The opening chapter sets the scale. A fish many thousand li in size changes into the rukh, a bird whose flight to the southern ocean takes six months; a cicada and a quail laugh at it, since they barely clear the trees and reeds and cannot imagine what the climb is for. Small knowledge, Chuang Tzu concludes, has not the compass of great knowledge: the mushroom of a morning knows nothing of day and night. The theme returns in the Autumn Floods chapter, where the river spirit, swollen with pride, reaches the sea and learns his own insignificance. You cannot speak of the ocean to a frog in a well; its sphere is too narrow, and so, in some direction, is everyone's.

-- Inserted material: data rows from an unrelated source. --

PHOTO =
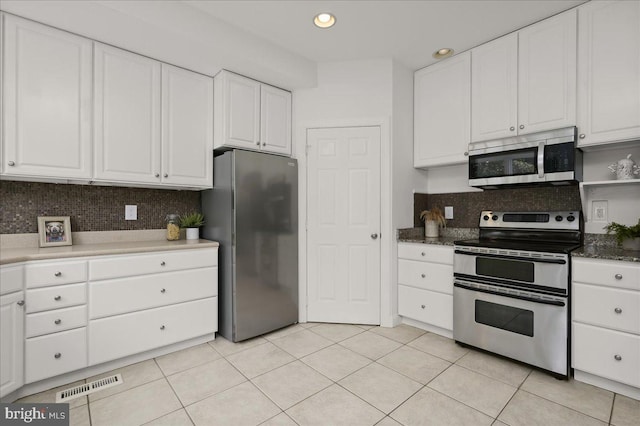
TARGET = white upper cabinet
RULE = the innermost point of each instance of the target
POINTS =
(251, 115)
(46, 102)
(609, 72)
(127, 116)
(525, 82)
(187, 127)
(442, 96)
(275, 120)
(547, 74)
(494, 83)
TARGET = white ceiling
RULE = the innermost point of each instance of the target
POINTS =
(408, 31)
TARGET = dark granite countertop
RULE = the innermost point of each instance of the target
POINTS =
(593, 251)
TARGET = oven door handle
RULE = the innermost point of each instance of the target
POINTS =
(511, 296)
(502, 256)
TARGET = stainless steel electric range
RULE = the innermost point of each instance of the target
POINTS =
(511, 286)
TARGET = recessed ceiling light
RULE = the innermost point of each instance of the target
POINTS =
(445, 52)
(324, 20)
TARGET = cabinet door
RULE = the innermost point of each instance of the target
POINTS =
(237, 111)
(494, 80)
(46, 101)
(547, 74)
(442, 114)
(127, 116)
(609, 72)
(275, 120)
(187, 128)
(11, 342)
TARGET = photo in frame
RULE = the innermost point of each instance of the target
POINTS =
(54, 231)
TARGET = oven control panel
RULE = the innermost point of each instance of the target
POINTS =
(563, 220)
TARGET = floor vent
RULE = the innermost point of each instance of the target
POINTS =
(87, 388)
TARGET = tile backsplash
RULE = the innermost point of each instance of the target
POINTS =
(91, 208)
(468, 205)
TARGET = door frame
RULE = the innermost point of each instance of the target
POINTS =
(388, 291)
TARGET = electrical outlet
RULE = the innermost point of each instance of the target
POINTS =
(130, 212)
(600, 210)
(448, 212)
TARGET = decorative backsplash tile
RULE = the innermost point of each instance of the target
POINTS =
(468, 205)
(91, 208)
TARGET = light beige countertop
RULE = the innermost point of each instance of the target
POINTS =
(12, 253)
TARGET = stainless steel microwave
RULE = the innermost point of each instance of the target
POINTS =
(549, 157)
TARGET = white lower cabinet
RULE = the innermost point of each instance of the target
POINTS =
(118, 336)
(425, 285)
(606, 324)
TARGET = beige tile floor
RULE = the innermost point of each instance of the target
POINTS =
(340, 374)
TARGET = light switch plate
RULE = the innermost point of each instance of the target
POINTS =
(599, 211)
(448, 212)
(130, 212)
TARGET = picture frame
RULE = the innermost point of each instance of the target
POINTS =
(54, 231)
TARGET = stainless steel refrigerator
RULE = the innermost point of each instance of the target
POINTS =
(252, 211)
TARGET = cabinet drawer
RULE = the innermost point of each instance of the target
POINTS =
(126, 266)
(44, 299)
(54, 354)
(124, 295)
(41, 275)
(11, 278)
(426, 252)
(608, 307)
(55, 321)
(426, 275)
(595, 351)
(122, 335)
(610, 273)
(426, 306)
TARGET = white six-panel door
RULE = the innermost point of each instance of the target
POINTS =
(343, 225)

The second chapter pushes relativity to its limit. Affirmative and negative arise together; a man sleeping in a damp place sickens while an eel thrives there, so no habitat, diet, or standard of beauty is absolutely right. The sage therefore rejects the distinctions of this and that and rests at the axis of Tao, where positive and negative blend into one. Wearing out the mind insisting on such distinctions, he says, is Three in the Morning: monkeys raged at three chestnuts in the morning and four at night, then rejoiced at four and three, though the total never moved. The chapter ends with Chuang Tzu dreaming he is a butterfly and waking unsure whether he is a man who dreamt or a butterfly now dreaming.
Against a world that ranks everything by usefulness, the book defends the useless. Hui Tzu smashes a giant gourd because it makes a poor ladle, never thinking to float it as a boat; one salve for chapped hands wins a stranger a title while its inventors keep washing silk, since the value of a thing lies in its application. A gnarled oak survives precisely because no carpenter will look at it, while fruit trees injure their own lives by their value and perish in mid-career. Skill, meanwhile, follows the grain rather than forcing it: Prince Hui's cook has used one chopper for nineteen years because he works through the natural openings of the joints instead of hacking through bone.

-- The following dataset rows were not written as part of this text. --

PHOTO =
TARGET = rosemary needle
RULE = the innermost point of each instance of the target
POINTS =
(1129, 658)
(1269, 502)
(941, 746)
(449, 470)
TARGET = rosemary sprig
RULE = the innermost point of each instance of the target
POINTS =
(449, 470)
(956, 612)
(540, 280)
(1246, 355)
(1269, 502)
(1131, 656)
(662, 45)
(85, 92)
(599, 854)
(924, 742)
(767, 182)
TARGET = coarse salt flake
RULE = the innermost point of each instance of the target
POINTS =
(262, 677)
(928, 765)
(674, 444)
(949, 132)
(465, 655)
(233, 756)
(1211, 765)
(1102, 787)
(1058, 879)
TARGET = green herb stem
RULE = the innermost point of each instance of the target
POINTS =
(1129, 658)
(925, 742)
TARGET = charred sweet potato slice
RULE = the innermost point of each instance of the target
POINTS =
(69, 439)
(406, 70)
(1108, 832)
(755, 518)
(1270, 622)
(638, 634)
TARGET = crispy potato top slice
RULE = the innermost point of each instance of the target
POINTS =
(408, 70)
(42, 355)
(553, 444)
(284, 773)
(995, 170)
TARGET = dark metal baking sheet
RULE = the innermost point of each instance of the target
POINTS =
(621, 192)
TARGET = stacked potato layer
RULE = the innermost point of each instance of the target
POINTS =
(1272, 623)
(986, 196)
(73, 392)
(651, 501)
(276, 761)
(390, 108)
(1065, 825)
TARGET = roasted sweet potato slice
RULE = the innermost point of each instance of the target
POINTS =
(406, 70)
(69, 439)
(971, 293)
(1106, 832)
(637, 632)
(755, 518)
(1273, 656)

The freedom all this buys shows in Chuang Tzu's own life. Asked while fishing to take charge of the Ch'u State, he replies that a sacred tortoise would rather be alive and wagging its tail in the mud than dead and venerated in a chest, and goes on fishing. When his wife dies he drums on a bowl and sings, reasoning that her death is one more change in a sequence like the seasons. Perfect happiness, the book says, is the absence of happiness, found in inaction rather than striving; Ssu-ma Ch'ien's complaint that no ruler could apply such teachings to any definite use states the point exactly. This is not a program for governing but a way of roaming at ease through a world where nothing stays fixed.